Morrison could be blunt when she had to be but, alongside this, Williams paints a picture of her as a fiercely protective editor, chasing blurbs and championing her projects with passion, tenacity and a moving sense of urgency, “scared that the world would fall away before somebody put together a thing that got close to the way we really are”. In addition, Williams highlights her convivial and collaborative approach, which led to the development of close friendships with a few of her authors including, famously, Angela Davis, who lived with Morrison and her sons for a time while they worked on her autobiography. It is astonishing to consider that at the same time as doing all this Morrison was also busy raising two sons and writing her own novels, frequently leveraging her literary status in service of her editorial campaigns. Williams includes references to a 1978 interview in which Morrison hinted at how exhausting this was: “I want to stop writing around the edges of the day … in the automobile and places like that.”

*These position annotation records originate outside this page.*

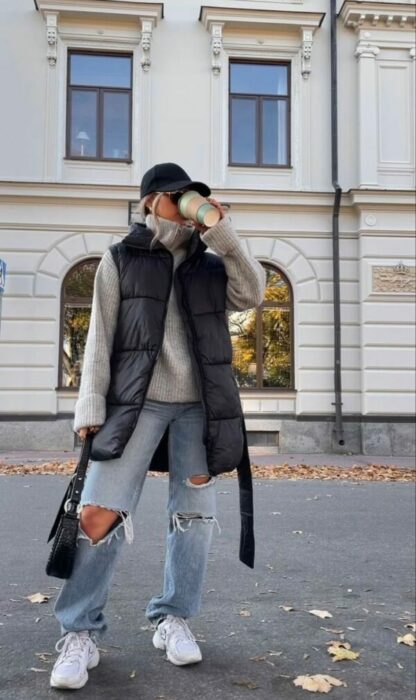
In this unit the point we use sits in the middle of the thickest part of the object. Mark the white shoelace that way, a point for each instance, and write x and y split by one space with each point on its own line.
180 627
72 644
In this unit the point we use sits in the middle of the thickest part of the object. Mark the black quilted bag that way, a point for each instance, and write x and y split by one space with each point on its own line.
65 527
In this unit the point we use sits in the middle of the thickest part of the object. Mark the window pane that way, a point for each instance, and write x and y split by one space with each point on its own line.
258 79
79 283
242 325
83 123
276 348
100 71
275 132
116 125
79 286
277 289
76 322
243 131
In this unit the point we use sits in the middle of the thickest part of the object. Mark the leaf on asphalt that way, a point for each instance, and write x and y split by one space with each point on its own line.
257 658
319 683
38 597
408 639
332 631
341 651
246 683
320 613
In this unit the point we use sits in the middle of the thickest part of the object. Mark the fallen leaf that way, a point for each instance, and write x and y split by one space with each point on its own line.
320 682
38 598
246 683
408 639
341 651
320 613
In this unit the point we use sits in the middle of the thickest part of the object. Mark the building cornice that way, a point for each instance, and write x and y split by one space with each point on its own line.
357 14
112 195
96 8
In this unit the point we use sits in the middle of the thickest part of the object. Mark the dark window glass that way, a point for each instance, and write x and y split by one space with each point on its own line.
116 125
259 122
99 106
84 123
100 71
262 338
258 79
243 130
77 295
274 132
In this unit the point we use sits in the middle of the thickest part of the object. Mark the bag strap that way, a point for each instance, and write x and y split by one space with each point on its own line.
78 478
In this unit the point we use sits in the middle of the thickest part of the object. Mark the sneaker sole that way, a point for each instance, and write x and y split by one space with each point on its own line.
55 682
160 644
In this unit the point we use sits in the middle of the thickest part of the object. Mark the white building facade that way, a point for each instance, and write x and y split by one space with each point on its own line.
94 92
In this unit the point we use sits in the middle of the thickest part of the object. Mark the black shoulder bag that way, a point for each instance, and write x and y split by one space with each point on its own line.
61 558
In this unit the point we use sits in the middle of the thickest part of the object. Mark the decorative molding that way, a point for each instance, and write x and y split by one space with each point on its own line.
52 37
359 15
147 13
216 47
217 20
365 49
119 9
307 41
393 279
146 43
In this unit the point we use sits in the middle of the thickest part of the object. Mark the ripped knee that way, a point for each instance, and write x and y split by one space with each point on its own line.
180 519
99 524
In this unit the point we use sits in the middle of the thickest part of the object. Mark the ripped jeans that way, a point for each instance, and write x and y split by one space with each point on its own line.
117 485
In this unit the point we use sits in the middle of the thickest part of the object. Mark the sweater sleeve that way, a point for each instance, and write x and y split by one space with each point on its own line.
90 409
246 276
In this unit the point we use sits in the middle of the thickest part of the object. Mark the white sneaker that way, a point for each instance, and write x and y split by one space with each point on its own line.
78 653
174 635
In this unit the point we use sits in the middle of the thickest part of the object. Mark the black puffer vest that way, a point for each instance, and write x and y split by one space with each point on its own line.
200 284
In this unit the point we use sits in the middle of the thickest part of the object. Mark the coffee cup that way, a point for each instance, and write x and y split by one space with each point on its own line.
195 207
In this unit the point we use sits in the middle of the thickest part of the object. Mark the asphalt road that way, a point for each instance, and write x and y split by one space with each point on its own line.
354 558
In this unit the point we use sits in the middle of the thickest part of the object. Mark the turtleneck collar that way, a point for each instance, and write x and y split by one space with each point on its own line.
172 235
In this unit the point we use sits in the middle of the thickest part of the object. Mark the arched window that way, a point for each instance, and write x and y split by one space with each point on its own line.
263 338
76 300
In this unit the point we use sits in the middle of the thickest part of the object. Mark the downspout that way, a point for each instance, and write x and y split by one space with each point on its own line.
339 430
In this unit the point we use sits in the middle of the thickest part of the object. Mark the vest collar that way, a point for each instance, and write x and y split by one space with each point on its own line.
139 236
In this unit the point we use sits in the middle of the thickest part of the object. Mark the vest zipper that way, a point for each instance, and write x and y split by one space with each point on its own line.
195 356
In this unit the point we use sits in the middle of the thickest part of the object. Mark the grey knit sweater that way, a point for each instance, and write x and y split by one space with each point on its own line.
173 378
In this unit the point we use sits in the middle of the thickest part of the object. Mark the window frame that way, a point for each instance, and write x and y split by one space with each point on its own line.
100 113
258 100
259 327
90 258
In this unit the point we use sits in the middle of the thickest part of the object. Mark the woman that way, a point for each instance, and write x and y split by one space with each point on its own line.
157 388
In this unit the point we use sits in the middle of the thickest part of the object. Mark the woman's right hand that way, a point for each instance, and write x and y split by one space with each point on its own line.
82 432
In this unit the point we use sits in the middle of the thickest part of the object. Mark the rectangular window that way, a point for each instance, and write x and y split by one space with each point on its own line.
99 106
259 114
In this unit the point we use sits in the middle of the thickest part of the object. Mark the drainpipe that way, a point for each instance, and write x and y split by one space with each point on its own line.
339 430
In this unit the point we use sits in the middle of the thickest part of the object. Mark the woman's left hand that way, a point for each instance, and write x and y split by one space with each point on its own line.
200 227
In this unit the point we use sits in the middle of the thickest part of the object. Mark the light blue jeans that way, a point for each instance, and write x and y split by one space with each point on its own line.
117 484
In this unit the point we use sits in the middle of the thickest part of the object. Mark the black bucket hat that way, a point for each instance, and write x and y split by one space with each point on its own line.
167 177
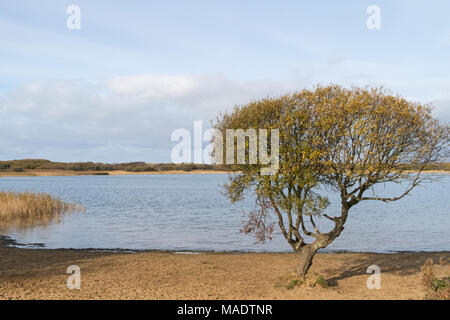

Which makes it even more astonishing to consider how little has changed since she fought this fight. According to Dan Sinykin, writing in Literary Hub in October 2023: “In 1971, when Morrison became a trade editor, about 95% of the fiction published by the big commercial houses was by white authors. By 2018, that number only dropped to 89%.” In August 2024, Alexandra Alter and Elizabeth Harris pointed out in the New York Times that following the hiring of “a small but influential group” of black female editors in 2020, many had “lost their jobs or quit the business entirely … [leading] some … to question publishers’ commitment to racial inclusion”.
In the UK the position is hardly any better. The fight is still necessary, and still exhausting. However, Williams’s book is a timely reminder of the need for an inward-looking response, and of the joy to be discovered along the way. Perhaps unsurprisingly, it is best when it is penetrated by Morrison’s own voice, in the form of excerpts from her correspondence. Here, for example, is Toni attempting to persuade Bill Cosby (with his reputation as yet untarnished) to write an introduction for The Black Book: “Let me just say … I want to publish books about us – black people – that will make some sense – to give joy, to pass on some grandeur to all those black children (born and unborn) who need to get to the horizon with something under their arms besides Dick and Jane and The Rise and Fall of the Roman Empire.” At the time she wrote those lines, I was one of those black children, and I am grateful that the books she published did exactly that. The same spirit of gratitude permeates Williams’s scholarly, informative and highly readable book.